青い炎はネロイが「もういい」と止めるまで、めらめらと燃えながら草を凍らせていった。
「わかったか? 魔術が世界の定められた法則の一部を操るだけで、そこから逸脱できないものであるのに対して、魔法は法則そのものを使い手の意のままに変えることができてしまう。ゆえにこそ、魔法を操る妖精は神になれる。人間と妖精とでは扱える魔力の量も、存在する法則も次元も異なるのだ」
ネロイはまっすぐ、エルーカを見つめる。
「魔法を使う者は人間ではありえない。つまり貴様は妖精だ」
断言されてもエルーカは困ってしまう。ずっと妖精の父にお前は人間だとことあるごとに言われ続けてきたのだ。

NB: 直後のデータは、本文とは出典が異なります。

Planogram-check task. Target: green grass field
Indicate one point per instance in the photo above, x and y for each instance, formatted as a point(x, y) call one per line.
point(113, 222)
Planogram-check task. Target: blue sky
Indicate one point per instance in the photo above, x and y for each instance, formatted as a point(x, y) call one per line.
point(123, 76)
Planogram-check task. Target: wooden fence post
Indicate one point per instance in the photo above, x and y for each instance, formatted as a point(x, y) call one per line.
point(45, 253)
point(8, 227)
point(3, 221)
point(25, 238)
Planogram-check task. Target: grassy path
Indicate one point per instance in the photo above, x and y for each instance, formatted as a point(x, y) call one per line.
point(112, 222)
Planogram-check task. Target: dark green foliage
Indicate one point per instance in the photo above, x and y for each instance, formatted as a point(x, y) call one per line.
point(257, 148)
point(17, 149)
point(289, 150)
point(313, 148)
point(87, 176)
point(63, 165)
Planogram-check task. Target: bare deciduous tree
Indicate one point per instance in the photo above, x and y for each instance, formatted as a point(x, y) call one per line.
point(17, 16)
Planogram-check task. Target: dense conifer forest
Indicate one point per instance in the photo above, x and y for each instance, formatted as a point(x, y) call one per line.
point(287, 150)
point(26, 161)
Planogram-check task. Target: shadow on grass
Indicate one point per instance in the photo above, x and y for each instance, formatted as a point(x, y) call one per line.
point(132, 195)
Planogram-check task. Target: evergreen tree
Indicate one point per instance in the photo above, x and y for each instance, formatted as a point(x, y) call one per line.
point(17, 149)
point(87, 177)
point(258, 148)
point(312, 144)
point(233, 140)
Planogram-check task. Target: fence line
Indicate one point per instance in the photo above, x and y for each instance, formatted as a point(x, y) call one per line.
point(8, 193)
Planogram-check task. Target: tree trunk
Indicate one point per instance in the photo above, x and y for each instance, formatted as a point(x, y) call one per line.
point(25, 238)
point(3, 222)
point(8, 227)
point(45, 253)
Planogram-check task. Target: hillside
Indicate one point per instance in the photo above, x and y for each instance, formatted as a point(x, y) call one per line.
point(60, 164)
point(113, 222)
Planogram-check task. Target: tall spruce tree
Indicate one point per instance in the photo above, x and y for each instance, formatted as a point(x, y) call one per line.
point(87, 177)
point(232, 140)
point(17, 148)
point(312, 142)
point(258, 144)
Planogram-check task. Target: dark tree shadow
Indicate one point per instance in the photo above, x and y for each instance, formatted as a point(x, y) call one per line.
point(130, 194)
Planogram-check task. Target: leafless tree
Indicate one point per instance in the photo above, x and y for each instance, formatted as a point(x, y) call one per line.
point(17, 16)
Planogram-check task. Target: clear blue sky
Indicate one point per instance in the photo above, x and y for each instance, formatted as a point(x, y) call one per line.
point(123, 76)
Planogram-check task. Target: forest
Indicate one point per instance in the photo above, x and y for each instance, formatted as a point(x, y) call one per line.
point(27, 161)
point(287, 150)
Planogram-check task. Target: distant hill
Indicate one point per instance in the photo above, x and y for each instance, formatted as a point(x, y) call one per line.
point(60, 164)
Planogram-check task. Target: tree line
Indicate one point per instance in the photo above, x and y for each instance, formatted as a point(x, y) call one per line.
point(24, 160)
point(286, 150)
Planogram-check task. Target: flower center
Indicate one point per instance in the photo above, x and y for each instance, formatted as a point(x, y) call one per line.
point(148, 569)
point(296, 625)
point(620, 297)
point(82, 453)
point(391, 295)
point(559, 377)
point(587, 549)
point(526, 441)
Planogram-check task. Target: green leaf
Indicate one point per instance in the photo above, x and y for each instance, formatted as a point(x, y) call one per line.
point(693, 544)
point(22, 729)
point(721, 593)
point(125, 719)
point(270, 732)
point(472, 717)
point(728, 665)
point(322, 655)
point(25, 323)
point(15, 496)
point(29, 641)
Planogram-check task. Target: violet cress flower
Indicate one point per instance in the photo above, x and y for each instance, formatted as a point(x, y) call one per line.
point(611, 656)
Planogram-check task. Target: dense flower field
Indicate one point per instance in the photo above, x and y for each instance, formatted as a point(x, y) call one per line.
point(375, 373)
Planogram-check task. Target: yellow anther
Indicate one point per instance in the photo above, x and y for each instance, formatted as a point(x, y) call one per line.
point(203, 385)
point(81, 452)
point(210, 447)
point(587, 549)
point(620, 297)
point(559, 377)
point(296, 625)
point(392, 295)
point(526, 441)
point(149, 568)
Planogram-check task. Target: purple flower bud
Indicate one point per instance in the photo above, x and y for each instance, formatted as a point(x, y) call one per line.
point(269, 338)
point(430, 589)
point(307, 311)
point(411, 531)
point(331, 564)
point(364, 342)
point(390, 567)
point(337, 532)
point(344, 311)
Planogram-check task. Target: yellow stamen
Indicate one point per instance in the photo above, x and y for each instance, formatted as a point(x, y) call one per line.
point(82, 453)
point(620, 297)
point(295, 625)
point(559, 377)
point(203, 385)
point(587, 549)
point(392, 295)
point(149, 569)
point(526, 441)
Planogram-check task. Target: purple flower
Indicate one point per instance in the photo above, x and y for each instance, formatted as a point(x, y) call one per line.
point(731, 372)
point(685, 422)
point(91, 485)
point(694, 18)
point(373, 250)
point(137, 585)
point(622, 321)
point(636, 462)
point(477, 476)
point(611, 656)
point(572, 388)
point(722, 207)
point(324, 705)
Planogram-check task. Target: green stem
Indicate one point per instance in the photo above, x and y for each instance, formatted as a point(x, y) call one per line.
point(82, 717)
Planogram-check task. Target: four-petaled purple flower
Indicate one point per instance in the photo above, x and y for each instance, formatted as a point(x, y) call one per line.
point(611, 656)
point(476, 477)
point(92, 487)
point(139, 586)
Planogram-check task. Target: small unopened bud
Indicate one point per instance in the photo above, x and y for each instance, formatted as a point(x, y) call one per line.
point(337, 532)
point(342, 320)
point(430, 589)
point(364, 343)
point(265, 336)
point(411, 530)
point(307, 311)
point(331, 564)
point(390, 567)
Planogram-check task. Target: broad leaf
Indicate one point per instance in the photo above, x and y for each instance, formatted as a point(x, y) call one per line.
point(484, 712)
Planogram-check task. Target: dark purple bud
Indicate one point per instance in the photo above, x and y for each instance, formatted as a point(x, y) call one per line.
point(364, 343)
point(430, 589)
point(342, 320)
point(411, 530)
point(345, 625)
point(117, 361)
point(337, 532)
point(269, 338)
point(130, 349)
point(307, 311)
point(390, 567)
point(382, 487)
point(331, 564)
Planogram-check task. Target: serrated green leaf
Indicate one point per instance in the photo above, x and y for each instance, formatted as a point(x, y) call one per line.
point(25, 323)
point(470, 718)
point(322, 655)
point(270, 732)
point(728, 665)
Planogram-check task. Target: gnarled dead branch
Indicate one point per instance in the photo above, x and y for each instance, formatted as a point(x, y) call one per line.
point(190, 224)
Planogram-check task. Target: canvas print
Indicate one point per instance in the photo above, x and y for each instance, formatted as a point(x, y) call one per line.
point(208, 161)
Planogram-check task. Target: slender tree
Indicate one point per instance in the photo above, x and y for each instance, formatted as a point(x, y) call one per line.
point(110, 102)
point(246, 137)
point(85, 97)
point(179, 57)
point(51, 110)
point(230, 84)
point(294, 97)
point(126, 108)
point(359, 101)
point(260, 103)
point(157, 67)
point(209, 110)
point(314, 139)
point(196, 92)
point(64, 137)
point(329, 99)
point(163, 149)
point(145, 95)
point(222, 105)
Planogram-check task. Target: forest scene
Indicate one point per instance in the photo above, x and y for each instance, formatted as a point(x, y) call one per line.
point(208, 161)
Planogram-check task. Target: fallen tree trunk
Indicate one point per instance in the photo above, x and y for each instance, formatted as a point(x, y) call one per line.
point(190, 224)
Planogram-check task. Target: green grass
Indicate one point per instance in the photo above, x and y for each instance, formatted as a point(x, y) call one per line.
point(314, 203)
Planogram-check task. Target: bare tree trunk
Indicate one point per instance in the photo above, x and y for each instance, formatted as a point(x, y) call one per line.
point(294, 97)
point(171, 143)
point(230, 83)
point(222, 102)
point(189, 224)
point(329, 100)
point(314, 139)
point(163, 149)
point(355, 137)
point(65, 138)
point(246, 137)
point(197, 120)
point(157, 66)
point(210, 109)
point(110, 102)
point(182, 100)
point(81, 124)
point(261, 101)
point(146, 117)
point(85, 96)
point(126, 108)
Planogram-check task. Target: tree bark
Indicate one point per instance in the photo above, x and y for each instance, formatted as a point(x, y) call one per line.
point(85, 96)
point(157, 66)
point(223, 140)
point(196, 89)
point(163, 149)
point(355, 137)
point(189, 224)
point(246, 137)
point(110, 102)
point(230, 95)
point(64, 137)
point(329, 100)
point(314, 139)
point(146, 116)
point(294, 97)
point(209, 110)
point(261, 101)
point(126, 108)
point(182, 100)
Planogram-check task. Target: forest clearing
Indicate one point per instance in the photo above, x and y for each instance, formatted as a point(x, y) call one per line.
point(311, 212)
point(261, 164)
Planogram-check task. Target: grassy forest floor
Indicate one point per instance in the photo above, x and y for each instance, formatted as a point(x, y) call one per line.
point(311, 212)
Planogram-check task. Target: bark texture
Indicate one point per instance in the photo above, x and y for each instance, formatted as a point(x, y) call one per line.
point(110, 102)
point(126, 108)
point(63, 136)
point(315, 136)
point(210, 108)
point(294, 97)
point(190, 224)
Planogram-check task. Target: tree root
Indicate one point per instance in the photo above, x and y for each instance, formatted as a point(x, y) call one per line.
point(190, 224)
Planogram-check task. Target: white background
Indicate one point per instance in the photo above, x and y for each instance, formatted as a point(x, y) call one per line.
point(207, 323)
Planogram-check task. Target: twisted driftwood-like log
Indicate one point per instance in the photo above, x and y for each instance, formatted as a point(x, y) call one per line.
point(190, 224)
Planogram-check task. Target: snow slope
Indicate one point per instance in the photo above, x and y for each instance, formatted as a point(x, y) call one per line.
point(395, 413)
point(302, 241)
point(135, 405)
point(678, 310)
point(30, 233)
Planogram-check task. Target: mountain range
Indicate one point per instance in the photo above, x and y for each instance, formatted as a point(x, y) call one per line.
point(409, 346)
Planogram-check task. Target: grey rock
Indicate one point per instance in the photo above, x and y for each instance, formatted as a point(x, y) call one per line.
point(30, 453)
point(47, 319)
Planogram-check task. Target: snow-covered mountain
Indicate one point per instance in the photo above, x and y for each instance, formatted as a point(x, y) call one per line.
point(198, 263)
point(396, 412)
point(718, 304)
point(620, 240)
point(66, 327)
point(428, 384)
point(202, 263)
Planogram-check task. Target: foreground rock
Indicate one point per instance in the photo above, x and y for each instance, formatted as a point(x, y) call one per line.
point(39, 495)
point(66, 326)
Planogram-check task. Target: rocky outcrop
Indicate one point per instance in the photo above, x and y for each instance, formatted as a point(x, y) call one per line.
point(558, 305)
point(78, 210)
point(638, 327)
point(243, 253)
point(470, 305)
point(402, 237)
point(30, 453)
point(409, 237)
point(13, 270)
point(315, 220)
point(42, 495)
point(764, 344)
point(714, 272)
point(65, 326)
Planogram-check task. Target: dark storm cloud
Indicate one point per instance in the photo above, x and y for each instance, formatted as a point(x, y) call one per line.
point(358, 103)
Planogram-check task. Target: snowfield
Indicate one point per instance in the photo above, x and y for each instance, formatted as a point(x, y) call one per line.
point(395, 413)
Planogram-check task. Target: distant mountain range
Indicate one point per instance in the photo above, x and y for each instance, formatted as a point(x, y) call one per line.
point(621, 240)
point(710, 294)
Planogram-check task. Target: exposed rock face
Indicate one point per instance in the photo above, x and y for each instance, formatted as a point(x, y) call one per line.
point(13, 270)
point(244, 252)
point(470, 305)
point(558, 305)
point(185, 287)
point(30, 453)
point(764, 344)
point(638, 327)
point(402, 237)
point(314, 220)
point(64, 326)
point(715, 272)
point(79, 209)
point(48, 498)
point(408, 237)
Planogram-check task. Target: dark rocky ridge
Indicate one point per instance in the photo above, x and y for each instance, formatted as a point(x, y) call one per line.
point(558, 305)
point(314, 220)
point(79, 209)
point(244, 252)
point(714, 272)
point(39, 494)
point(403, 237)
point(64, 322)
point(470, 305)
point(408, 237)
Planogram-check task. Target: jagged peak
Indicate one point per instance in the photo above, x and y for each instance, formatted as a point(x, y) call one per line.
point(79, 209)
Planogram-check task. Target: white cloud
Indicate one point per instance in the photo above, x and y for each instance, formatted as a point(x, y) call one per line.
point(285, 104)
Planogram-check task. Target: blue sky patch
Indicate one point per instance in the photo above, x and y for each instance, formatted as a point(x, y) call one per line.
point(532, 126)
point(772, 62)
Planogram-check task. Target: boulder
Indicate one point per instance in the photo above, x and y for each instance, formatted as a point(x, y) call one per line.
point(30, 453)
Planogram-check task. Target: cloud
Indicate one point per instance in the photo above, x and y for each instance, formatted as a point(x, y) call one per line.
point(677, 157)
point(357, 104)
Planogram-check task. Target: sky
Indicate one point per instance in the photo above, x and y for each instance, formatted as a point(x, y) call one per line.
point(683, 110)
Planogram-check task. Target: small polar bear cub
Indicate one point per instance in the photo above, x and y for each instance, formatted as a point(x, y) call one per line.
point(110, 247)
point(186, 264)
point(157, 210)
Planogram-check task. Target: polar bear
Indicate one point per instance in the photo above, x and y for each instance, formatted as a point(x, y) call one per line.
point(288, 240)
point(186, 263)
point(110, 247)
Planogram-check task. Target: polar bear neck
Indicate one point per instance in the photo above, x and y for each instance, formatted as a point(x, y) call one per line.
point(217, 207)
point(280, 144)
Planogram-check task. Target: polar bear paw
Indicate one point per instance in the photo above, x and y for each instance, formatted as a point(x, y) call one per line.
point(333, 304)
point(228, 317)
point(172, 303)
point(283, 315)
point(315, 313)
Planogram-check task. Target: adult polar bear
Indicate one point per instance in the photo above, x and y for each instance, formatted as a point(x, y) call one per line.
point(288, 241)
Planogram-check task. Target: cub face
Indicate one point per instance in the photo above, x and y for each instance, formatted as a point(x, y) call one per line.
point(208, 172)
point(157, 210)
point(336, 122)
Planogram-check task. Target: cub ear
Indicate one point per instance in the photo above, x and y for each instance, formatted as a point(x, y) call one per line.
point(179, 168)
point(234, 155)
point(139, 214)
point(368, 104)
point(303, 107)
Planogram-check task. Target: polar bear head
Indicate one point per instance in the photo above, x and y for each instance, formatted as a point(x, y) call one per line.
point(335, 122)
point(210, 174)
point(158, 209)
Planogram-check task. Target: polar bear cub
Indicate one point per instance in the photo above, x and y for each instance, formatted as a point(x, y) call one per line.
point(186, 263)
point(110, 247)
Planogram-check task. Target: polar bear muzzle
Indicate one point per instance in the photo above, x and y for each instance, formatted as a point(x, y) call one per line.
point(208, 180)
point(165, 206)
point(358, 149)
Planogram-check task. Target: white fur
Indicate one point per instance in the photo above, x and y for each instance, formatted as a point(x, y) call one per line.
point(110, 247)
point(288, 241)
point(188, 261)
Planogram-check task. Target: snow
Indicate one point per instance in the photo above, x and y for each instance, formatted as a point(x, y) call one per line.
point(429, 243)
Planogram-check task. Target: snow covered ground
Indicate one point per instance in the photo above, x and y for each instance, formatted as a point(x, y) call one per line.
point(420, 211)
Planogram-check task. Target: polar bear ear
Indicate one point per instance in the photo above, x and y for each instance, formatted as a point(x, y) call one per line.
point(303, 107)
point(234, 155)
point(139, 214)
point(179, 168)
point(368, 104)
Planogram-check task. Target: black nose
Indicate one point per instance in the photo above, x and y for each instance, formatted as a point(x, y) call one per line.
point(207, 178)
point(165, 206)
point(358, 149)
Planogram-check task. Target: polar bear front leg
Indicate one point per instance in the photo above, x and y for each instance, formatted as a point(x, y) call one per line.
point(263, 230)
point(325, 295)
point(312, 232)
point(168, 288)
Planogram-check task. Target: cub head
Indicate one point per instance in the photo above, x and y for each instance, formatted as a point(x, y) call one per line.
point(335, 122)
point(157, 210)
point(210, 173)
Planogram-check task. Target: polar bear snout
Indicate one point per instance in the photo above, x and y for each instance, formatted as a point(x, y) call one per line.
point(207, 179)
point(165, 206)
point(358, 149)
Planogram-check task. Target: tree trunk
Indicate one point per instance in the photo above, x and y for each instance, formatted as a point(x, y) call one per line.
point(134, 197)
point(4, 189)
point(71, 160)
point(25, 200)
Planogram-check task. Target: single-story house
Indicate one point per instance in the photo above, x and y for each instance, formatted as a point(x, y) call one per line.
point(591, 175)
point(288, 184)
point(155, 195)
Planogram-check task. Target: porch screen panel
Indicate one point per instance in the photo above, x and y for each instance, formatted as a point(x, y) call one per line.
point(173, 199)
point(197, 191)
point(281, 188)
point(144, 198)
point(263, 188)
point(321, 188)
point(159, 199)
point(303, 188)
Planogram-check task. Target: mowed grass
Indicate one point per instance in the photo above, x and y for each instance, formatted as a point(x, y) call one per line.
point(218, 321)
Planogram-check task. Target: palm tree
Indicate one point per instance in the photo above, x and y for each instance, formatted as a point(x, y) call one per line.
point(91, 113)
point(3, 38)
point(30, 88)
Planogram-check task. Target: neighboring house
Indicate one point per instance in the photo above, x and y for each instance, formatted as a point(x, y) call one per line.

そもそも人間でなければエルーカは地上に出てきた意味がない。
「エルーカは、エルーカは、人間だよ?」
困惑が大きく、声が少しばかり不安げに揺れてしまった。
だが、あくまでもエルーカはケルントラトの言葉を信じる。
「——例外的に、過去に知恵の神によって肉体に魔法陣を刻み込まれた一族の者が、その刻まれた魔法陣に由来する魔法を使えるという噂はある。だがこれだけ自由に魔法を操る貴様はそれとは違うだろう。僕の立場からは貴様を人間と判断できる根拠が見えない。とはいえ、妖精が貴様を人間だと言うのは興味深い。貴様が失っている記憶の中に魔法と妖精に関わる重大な秘密があるのやもしれん。ああまったく、ようやく運が向いてきたのか? 今回の研究旅行はかつてない大当たりだっ」
「そういえば、先生はこの湿原でなんの調査をしてるんです?」
アスラクがネロイの講釈あるいは独り言を遮っても、そのことにネロイは特に不満げな様子もなく、けろりと答えた。